例えば、照明は、夕方くらいから落として、だんだん夜になる、寝る時間が近づいているという演出をするようにしてください。とはいっても夜ご飯を作ったり食べたりするのにちょっと暗いと抵抗があるという方もいると思うので、タイミングとしてはお風呂から上がってきたら一段階暗くするという習慣を作ればOKです。部屋の照明自体を変えなくても、キッチンや廊下など人がいないところの電気を消したりするだけでも効果はあります。

また、ルーティーンを作ること。これは小さい子ほど効果的です。できるだけ具体的に寝るまでの道のりをつけていきましょう。私はもともと自分の娘があまりに寝ないことに悩んで睡眠の勉強をしたのですが、ルーティーンを作ることで寝る心の準備ができたのか、寝かしつけが楽になりました。また、2〜3歳になってから体力がつき、なかなか寝室に行こうとしてくれない娘に対して効果的だったのはイラストでやることの順序を伝えることです。まだ字を読むことはできませんが、イラストならしっかりイメージができるので、オススメです。寝かしつけの時に絵本を読む人も多いと思いますが、これも寝る前に毎回行えば、子どもにとって寝る準備ができるので効果があると思います。
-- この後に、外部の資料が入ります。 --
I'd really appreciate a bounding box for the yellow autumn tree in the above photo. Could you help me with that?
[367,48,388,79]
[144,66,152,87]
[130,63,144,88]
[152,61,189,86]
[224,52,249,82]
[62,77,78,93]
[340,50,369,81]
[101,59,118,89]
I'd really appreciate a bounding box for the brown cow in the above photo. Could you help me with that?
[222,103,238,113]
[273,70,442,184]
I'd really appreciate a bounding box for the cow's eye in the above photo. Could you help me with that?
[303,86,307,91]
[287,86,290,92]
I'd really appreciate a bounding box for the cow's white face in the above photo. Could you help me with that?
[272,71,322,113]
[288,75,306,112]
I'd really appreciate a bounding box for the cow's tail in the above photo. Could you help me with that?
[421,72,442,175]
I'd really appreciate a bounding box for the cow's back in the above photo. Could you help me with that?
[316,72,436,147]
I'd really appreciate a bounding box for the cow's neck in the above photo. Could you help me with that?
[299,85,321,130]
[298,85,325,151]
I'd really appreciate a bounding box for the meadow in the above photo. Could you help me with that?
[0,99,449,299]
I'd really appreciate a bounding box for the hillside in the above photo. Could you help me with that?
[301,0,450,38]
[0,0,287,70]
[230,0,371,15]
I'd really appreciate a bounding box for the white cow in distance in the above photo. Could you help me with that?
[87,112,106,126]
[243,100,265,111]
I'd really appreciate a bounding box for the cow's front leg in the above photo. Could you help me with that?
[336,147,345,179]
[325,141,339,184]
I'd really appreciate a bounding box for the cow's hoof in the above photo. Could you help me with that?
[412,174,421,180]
2〜3歳以上の幼児さんの場合、布団に入ってからのオススメはちょっとした会話とマッサージです。お話しする内容は、今日あったことの報告など、楽しかったこと、大変だったことなど。いろいろな話を聞いてもらっているうちに、明日が楽しみになったり、何より心が満たされるので、いい眠りにつくことに繋がります。また、マッサージの目的は体をほぐすことでだけはなくスキンシップによって安心感を持ってもらうことです。子どもが触られて気持ちいいところを、さすってあげる程度で充分です。

パパの寝かしつけがうまくいかない意外な理由

私のところにも「パパは寝かしつけができなくて困っている」「子どもがパパだと寝てくれない」という相談が来ることはたくさんあります。しかし、男性が寝かしつけをすることが苦手なわけではありません。いくつか理由が考えられます。

まず1つ目は安心感。まだ眠ると言うことを理解していない小さい子どもにとって「眠る」ということは「自分が消える」という感覚に近いと言われています。だからこそ眠るために安心感が必要なのです。そういう意味では、産まれた時から一緒にいる時間が長くて、一緒に寝た経験がたくさんあるママに圧倒的なアドバンテージがあります。
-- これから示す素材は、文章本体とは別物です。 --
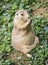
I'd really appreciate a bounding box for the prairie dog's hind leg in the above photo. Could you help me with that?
[21,45,32,58]
[30,36,39,50]
[25,36,39,52]
[24,36,39,50]
[33,36,39,47]
[24,36,39,58]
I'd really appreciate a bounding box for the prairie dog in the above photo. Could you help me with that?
[11,10,39,58]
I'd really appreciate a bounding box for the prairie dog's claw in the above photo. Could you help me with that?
[26,54,33,59]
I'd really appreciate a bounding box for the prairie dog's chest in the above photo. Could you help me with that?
[12,28,35,45]
[12,28,26,37]
[15,20,25,25]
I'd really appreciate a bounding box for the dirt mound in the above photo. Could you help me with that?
[33,6,48,18]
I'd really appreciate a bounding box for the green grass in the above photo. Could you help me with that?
[0,0,48,65]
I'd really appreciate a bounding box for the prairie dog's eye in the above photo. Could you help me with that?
[16,13,18,15]
[21,14,24,16]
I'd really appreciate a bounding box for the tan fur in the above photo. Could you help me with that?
[11,10,39,58]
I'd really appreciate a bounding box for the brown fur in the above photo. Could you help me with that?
[11,10,39,58]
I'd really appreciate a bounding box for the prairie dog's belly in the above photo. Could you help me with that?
[12,28,35,46]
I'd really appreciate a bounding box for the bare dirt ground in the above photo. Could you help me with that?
[33,5,48,26]
[33,6,48,18]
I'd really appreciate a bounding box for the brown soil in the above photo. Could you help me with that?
[33,6,48,18]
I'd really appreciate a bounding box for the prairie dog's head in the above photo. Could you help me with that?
[14,10,29,21]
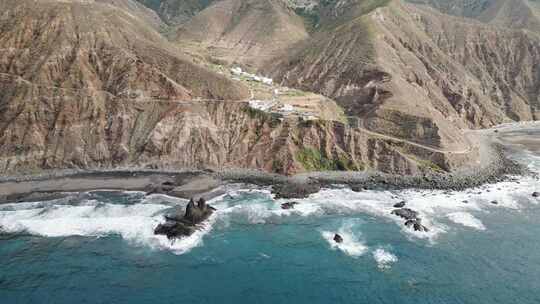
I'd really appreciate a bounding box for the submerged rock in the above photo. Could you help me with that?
[333,234,343,243]
[281,202,299,210]
[393,201,406,208]
[154,198,215,239]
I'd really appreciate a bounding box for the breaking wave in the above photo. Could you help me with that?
[0,194,217,255]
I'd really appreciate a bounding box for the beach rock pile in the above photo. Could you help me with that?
[154,198,215,239]
[391,207,429,232]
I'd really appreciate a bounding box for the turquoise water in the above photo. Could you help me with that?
[1,139,540,303]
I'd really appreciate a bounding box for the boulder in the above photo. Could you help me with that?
[391,208,418,220]
[281,202,299,210]
[490,200,498,205]
[393,201,406,208]
[333,234,343,243]
[532,192,539,198]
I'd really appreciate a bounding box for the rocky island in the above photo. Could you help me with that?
[154,198,215,239]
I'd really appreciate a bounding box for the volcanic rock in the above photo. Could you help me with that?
[391,208,419,220]
[154,198,215,239]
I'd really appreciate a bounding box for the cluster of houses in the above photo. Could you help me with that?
[231,67,319,120]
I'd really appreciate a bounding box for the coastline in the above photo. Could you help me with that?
[0,125,536,204]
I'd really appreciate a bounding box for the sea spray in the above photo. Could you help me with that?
[372,248,398,269]
[321,220,367,257]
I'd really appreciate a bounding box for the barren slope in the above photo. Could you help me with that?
[175,0,310,69]
[267,0,540,153]
[1,0,459,175]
しかし、決してパパでは安心感を得られないということではありません。安心感を与えるために必要なことは、もちろん普段から多く関わることも大切ですが、とにかく1回でも寝かしつけを成功させることです。子どもにとっては一度できると「あ、パパでも寝られた」と感じられるので、それだけでガラッと変わることもあるんです。
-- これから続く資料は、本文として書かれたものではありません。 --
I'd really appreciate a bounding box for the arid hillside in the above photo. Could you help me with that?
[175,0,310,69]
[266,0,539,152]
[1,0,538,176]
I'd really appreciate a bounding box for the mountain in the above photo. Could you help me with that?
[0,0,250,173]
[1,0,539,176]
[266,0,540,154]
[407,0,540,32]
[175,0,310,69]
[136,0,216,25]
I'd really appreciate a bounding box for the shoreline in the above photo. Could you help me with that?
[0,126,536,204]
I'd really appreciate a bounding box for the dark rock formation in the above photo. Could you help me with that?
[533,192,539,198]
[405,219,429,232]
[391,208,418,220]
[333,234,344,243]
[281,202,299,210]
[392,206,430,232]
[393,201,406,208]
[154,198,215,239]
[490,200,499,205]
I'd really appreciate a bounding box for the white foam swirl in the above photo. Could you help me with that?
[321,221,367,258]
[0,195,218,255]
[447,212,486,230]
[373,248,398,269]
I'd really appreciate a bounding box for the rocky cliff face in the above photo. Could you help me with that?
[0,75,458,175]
そして2つ目は、ママがストップをかけちゃうことです。1つ目の内容にも繋がるのですが、パパが寝かしつけに失敗する原因の1つがママにあるんです。とりあえずパパと子どもを寝室に送り込むまでは成功しても、子どもが泣いたり、動き回ったりして寝る気配がないと感じた時に「やっぱり無理か」とパパのところに行ってしまうことありませんか?これでは大切な1回の成功を達成することができません。先のことを考えれば、できるようになってほしいわけで、ここはひとつ「何時間かかってもいいからパパに任せる」と腹をくくってください。そしてパパもすぐに諦めて「ママ、頼むよ」とならないように辛抱してください。

3つ目は、子どもがパパを遊び相手だと思っているケース。よくパパが寝かせようと思って子どものところに行くと、急に元気になって全然寝ないという話を聞きますが、そりゃ例え夜だろうと楽しい遊び相手が来たらテンション上がりますよね。これはもういかに信頼関係を築くかにかかってくるわけですが、方法としては一緒に遊ぶこと以外のこと(日常のお世話や就寝前のルーティーン)でもしっかりと関わることです。

最後に、これはパパだけに限ったことではありませんが、寝かしつけがうまくいかないという人にありがちなのが、寝ている時にちょっと泣いたりするとすぐに抱っこしたり声をかけちゃうことはNGです。いわゆる「寝言泣き」と言われるもので、実は何もしなければそのまままた寝てくれるのに、抱っこしたり声をかけて覚醒させてしまうパターンです。特に寝かしつけに慣れていない人はビックリして声をかけてしまうことが多くなるのでやりがちです。ちょっと泣き声が聞こえてもしばらく様子を見るようにしてください。

寝かしつけは誰でも最初から上手くいくことはありませんし、慣れていても寝てくれないこともあります。大人だって眠れない日があるように子どもにだって眠れない日はあるので、焦らず気長にチャレンジしてみてください!あまりやったことがないパパはとにかくまずは1回成功させましょう!